Ses sorties sont-elles calculées ? Motivées par un déficit de notoriété ? Possible. Mais on sent chez lui une vraie colère, celle du sauveur incompris, du chevalier blanc qui lutte contre les moulins à vent. Ses postures intellectuelles font l’objet de moqueries, tout le monde le voit comme une blague, sauf lui-même, incapable de second degré devant son propre ridicule.

« Le problème, c’est qu’il défonce des portes ouvertes », observe Olivier Ihl, professeur de politique à l’Université de Grenoble.

Et pourtant, on hésite à le juger trop sévèrement. Car sa résilience et son idéalisme tout d’un bloc forcent le respect, à défaut de l’admiration.

C’est du moins le point de vue de Thomas Guénolé. « La France est un pays où on a le sarcasme très facile, lance le politologue. Et ce n’est pas facile pour les gens qui essaient de faire quelque chose qui n’est pas dans la case où on les a mis. C’est la mentalité du chacun à sa place. À mon avis, sa sincérité devrait toucher au lieu d’être sujet de moquerie. »

Ce que je vois surtout, c’est qu’il est très difficile pour quelqu’un qui n’a pas été socialisé au sérail de la politique de faire son entrée dans ce monde fermé.

Olivier Ihl, professeur de politique à l’Université de Grenoble

Francis Lalanne a-t-il des chances de l’emporter ? « Aucune », tranche M. Ihl.

Mais ne tenez pas Lalanne pour mort. On attend déjà son retour sur le cheval d’une autre noble cause. Il reste à voir laquelle.

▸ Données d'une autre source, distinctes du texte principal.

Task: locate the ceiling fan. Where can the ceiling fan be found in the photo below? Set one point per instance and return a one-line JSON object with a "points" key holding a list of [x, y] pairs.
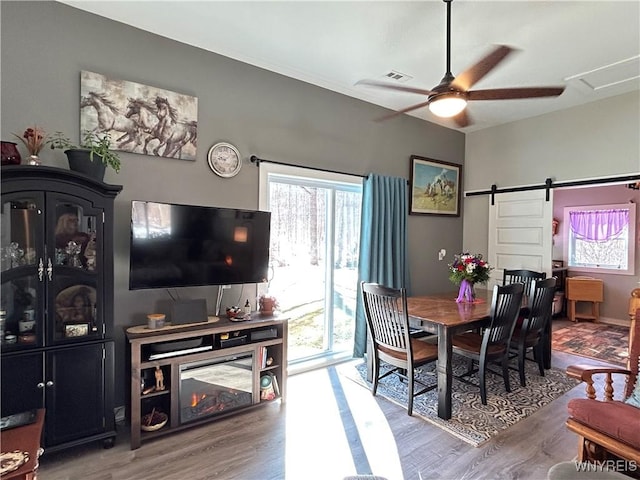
{"points": [[449, 98]]}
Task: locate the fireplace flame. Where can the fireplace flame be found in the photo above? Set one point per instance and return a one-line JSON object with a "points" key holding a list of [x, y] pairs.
{"points": [[197, 398]]}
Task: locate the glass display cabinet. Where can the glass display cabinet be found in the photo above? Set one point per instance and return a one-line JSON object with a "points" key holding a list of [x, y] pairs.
{"points": [[56, 302]]}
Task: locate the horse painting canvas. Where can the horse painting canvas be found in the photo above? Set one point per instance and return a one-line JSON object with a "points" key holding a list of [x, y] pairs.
{"points": [[435, 187], [139, 118]]}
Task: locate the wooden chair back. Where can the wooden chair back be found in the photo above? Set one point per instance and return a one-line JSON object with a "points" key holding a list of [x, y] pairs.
{"points": [[540, 306], [522, 276], [634, 353], [505, 307], [387, 319]]}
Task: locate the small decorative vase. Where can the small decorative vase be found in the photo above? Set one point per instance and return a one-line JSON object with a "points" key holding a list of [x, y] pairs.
{"points": [[466, 293], [267, 305], [80, 161], [10, 154]]}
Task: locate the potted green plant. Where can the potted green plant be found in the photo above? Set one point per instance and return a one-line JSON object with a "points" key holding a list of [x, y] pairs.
{"points": [[91, 157]]}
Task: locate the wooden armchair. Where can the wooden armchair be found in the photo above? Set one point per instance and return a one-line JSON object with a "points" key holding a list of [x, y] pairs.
{"points": [[608, 428]]}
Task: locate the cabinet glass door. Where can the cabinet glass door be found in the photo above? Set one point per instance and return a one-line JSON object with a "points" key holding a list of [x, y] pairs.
{"points": [[76, 260], [23, 266]]}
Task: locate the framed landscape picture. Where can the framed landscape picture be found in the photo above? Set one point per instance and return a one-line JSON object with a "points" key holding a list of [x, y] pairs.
{"points": [[434, 187]]}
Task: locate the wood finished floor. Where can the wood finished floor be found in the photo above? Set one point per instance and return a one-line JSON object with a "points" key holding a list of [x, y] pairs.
{"points": [[330, 427]]}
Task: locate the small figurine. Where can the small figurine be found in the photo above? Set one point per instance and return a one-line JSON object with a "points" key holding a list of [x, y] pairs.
{"points": [[159, 379]]}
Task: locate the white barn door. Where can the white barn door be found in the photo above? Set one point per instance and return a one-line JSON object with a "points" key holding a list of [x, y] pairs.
{"points": [[520, 235]]}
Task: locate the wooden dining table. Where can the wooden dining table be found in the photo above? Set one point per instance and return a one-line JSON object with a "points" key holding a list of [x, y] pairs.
{"points": [[442, 315]]}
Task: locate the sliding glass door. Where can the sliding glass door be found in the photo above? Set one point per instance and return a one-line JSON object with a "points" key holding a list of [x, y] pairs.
{"points": [[315, 232]]}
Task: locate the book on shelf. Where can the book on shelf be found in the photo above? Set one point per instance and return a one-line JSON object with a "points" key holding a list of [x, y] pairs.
{"points": [[264, 353], [276, 387]]}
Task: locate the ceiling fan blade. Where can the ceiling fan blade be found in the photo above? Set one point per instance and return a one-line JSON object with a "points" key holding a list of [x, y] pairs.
{"points": [[463, 119], [514, 93], [389, 86], [400, 112], [473, 74]]}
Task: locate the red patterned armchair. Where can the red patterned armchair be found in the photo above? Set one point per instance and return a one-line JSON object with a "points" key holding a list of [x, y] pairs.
{"points": [[607, 428]]}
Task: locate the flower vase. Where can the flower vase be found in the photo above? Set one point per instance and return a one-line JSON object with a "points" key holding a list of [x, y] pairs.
{"points": [[466, 294], [10, 154]]}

D’autres candidats atypiques

Laurent Baffie

Le Dany Turcotte français est candidat à Paris pour le Parti animaliste. Sa mascotte : un canard.

Amaury de Bourbon-Parme

Ce descendant direct de Louis XIV est candidat pour le parti d’extrême droite d’Éric Zemmour. Royal, mais pas riche : il aurait fait un appel aux dons pour financer sa campagne.

Patriotix

Ce descendant direct de Vercingétorix… Mais non, ce n’est pas son vrai nom ! Garagiste de profession, Hervé Prat dit combattre les « politichiens » au nom des valeurs de la Gaule.

Rachel Keke

Cette ancienne femme de chambre s’est fait connaître pour sa lutte pour les droits des travailleurs dans un hôtel parisien.

Jonathan Hareng

Ça ne s’invente pas : il se présente pour le Parti animaliste.

Germain Gaiffe

Il a purgé 24 ans de prison pour le meurtre d’un homme d’affaires en 1997. La presse l’avait alors surnommé le « dépeceur de Montauban » à cause de sa technique pour faire disparaître le corps. N’ayant jamais été condamné à une peine d’inéligibilité, il peut techniquement se porter candidat.

En savoir plus
  • 6293
    Nombre de candidats se présentant aux élections législatives dans les 577 circonscriptions
    18 ans
    Âge du plus jeune candidat se présentant aux élections législatives. La doyenne est âgée de 82 ans.